Pero ¿cómo fue eso? La protesta, más que una interrogante, surge de una chica del fondo de la sala que no entiende cómo una visita turística organizada por el propio gobierno termine en un robo colectivo y que nadie asumiera responsabilidades. Chantal se encoge de hombros. Detrás de sus recuerdos hay un fondo borroso al que no parece querer asomarse. Ha sido demasiada la impotencia para asimilar todo cuanto les sucedió que se queda sin respuesta. Ella misma confiesa que se hizo esa pregunta cuando les dejaron en las puertas del hotel, sin dinero, sin equipos, y que no hubiera nadie con autoridad para comprometerse a darles una respuesta. Por suerte están por demandar a la organización prochavista que organiza en Francia los viajes para conocer la rebelle Amérique latine.
Miquel nos observaba con cierta impaciencia. No había reunido a los amigos de Chantal y suyos para oír el relato de una decepción. Y uno del otro lado, sin saber cómo explicar que haya todavía en EEUU y Europa gente que lee y se asoma a las noticias y apuestan al discurso de Evo Morales, Daniel Ortega y de la banda de Nicolás Maduro. Para ellos no hay más que una realidad: la del capitalismo voraz que aplasta a los más pobres y de un puñado de soñadores –como es su caso– que van detrás de una utopía hasta lograr que en algún sitio triunfe una revolución donde todo sea limpio y puro bajo el sol.
Hace dos años el mismo Miquel nos dibujó una Cataluña libre de España que daría paz, hogar y trabajo al que no lo tenía. Pero ahora viene Chantal y le asegura que Caracas es parte del infierno y que quienes defienden el proceso revolucionario están organizadas en pandillas que asaltan y hasta matan, pero que además desfilan en los actos públicos al lado de los militares bajo la mirada indulgente del Presidente
Por eso cuando subimos a las furgonetas y llegamos al Museo donde reposan los restos del Comandante lo menos que pensamos era que se trataba de una celada. Un lugar hermoso, al lado de una colina poblada por casitas modestas, coloridas y jóvenes en las calles que nos saludaban alzando el puño no podía ser escenario de un crimen. De manera que cuando descendimos al llegar al Cuartel de la Montaña nos sorprendió ver una guardia de honor de soldados algo macilentos, apostados en la lápida donde reposa el Comandante, en señal de respeto y entrega al creador de la revolución bolivariana.

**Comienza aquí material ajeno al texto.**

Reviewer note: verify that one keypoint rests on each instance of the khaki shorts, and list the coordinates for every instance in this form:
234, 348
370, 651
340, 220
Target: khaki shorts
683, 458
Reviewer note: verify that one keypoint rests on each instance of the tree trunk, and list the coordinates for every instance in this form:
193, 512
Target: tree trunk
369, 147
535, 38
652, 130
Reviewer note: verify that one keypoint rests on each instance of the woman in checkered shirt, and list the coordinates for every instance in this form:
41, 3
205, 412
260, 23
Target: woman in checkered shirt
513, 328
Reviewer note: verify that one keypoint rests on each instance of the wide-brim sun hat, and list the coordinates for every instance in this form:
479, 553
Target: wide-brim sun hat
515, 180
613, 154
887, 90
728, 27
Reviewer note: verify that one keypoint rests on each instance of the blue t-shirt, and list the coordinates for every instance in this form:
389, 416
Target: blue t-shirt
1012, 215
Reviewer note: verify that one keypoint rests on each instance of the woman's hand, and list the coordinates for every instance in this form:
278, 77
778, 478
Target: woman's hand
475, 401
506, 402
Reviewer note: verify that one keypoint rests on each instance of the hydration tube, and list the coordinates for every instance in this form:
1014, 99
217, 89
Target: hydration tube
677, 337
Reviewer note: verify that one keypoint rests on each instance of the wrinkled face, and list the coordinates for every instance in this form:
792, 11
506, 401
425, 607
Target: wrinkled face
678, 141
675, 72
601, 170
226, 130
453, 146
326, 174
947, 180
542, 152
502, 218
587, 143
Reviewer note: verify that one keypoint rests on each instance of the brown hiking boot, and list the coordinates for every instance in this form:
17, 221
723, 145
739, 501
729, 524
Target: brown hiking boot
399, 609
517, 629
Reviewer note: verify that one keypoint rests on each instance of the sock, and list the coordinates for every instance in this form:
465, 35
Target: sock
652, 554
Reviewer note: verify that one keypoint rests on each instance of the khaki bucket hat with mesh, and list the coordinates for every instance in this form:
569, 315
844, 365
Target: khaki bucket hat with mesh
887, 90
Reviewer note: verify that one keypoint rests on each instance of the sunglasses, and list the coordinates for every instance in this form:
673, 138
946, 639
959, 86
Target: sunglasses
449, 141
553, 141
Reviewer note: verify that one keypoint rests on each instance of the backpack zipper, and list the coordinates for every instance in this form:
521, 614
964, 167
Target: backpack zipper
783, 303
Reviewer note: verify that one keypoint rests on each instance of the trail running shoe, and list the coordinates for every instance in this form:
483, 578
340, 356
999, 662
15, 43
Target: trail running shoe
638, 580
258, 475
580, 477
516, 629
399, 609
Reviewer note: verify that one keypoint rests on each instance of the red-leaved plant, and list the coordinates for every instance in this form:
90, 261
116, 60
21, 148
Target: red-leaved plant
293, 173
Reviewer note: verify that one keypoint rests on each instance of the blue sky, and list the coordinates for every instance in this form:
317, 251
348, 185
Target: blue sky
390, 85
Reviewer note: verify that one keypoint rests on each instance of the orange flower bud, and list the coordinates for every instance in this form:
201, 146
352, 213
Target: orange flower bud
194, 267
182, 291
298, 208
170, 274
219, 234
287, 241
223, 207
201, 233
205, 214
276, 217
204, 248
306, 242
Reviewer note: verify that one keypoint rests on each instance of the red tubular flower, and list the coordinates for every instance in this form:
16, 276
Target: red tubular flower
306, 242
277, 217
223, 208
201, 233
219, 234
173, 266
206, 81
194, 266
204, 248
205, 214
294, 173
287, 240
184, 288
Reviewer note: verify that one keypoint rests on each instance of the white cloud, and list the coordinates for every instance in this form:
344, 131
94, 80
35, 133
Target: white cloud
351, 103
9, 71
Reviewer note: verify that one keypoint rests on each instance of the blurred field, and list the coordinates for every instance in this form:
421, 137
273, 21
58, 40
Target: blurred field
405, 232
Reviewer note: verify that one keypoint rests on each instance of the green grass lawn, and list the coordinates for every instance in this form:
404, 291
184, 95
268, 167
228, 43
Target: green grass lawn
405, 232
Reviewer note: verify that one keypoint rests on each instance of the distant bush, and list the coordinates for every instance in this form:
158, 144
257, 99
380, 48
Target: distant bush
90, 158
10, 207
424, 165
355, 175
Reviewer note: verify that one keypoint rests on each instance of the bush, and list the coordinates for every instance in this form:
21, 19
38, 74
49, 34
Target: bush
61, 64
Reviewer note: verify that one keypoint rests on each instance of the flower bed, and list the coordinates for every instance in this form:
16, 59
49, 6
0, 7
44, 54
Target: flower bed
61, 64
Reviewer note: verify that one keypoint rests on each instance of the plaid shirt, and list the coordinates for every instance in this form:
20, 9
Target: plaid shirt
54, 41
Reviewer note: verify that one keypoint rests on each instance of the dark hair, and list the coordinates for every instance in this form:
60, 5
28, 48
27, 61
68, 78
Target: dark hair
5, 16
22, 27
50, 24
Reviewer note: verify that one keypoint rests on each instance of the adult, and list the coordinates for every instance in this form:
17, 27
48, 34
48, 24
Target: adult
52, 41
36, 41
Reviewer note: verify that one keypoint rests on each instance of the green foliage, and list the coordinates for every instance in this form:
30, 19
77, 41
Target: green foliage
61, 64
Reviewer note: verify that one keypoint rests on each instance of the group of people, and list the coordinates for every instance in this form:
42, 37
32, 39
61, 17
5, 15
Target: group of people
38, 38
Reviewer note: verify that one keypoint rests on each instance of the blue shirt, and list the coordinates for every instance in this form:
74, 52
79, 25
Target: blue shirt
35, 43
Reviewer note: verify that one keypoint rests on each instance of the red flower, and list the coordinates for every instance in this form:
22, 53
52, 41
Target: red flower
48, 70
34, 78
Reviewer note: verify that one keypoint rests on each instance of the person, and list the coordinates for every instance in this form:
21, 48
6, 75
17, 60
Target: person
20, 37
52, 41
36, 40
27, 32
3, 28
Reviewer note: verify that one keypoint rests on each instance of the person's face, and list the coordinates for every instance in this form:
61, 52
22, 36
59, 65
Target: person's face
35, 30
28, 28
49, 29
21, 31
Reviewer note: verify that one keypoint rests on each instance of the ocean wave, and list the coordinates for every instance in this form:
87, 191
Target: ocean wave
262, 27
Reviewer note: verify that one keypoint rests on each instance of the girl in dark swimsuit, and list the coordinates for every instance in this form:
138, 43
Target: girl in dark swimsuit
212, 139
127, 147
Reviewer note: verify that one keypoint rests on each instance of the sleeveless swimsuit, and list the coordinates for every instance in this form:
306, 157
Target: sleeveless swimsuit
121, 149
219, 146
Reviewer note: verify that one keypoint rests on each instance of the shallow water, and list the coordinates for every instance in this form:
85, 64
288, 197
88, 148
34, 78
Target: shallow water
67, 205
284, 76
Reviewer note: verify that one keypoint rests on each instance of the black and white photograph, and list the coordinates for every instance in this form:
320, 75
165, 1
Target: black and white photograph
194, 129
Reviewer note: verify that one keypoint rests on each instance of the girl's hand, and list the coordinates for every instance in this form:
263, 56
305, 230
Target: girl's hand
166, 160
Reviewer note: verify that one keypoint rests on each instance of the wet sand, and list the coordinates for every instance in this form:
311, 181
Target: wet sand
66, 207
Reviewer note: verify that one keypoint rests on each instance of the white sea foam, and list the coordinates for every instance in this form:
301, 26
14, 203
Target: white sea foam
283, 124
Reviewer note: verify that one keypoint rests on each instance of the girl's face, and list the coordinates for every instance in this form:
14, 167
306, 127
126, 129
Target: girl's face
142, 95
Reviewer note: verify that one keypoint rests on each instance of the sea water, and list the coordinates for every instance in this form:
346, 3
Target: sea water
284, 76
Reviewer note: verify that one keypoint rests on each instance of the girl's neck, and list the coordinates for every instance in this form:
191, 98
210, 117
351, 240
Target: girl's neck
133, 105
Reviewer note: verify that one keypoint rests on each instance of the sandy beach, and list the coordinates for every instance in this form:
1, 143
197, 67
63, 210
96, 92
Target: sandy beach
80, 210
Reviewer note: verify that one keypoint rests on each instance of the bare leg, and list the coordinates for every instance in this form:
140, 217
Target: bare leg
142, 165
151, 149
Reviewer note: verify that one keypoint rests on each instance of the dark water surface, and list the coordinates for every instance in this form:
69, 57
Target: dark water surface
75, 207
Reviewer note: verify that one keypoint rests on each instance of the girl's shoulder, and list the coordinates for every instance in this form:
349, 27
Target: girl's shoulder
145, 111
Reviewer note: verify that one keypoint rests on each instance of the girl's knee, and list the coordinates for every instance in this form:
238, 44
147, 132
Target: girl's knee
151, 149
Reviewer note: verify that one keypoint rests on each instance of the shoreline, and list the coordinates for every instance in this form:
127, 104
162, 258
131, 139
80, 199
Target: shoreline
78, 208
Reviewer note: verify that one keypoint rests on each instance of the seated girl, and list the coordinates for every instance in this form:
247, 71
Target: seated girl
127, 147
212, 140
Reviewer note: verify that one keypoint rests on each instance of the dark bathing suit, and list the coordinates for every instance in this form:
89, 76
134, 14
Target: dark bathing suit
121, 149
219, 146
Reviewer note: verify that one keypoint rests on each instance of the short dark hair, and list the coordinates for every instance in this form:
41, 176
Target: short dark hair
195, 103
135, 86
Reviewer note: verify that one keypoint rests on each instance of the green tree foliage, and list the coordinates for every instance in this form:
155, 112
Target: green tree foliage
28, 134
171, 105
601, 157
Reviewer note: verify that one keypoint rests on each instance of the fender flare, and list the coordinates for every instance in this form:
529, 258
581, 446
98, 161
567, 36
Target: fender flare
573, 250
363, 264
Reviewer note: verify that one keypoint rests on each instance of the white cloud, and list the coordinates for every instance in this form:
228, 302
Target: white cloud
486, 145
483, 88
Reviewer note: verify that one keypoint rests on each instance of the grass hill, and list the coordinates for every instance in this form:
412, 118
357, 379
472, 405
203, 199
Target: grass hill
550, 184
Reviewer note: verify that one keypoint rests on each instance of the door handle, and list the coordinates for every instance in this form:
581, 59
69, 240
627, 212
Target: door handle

Pero una vez que las furgonetas se marcharon y los soldados se retiraron, nos quedamos con el guía quien nos describió el lugar, lo que era antes de la revolución y cómo desde ese cuartel Hugo Chávez comandó el asalto al Palacio de Miraflores en el golpe fallido del 4 de febrero de 1992, gesta que algunos de los presentes desconocían. En el momento en que nos apartamos para comer nuestros refrigerios, el guía se esfumó y nos dejó a solas. En cuestión de minutos teníamos a los delincuentes arrebatándonos los teléfonos, bolsos y el dinero.
Fui la única que me atreví a enfrentarlos y decirles que cómo hacían eso en el propio santuario del Comandante Chávez. El que fungía de jefe me observó con cierto desprecio. No me equivoqué al descifrar el significado de su mirada. Me dijo: “Cállate, vieja, me importa un coño que admiren al Comandante… ya les dije que pongan aquí los bolsos, y arranquen antes de que los tirotee”.
Hay cierta melancolía que roza su rostro y Chantal no sabe cómo expresarlo. Se detiene en las horas que alucinaron, las que pasaron solos, desprotegidos. Del momento en que llegaron los dos coches policiales y cuando subían para ser trasladados al hotel. Uno de los turistas del Cuartel de la Montaña se quejó: «¿Cómo es posible que nos hayan robado en el mismo lugar donde se profesa el amor a Hugo Chávez?». Entonces –repite Chantal apesadumbrada– uno de los policías se volteó y con cierta ironía, respondió: amigo, en este país solo los ladrones están a salvo.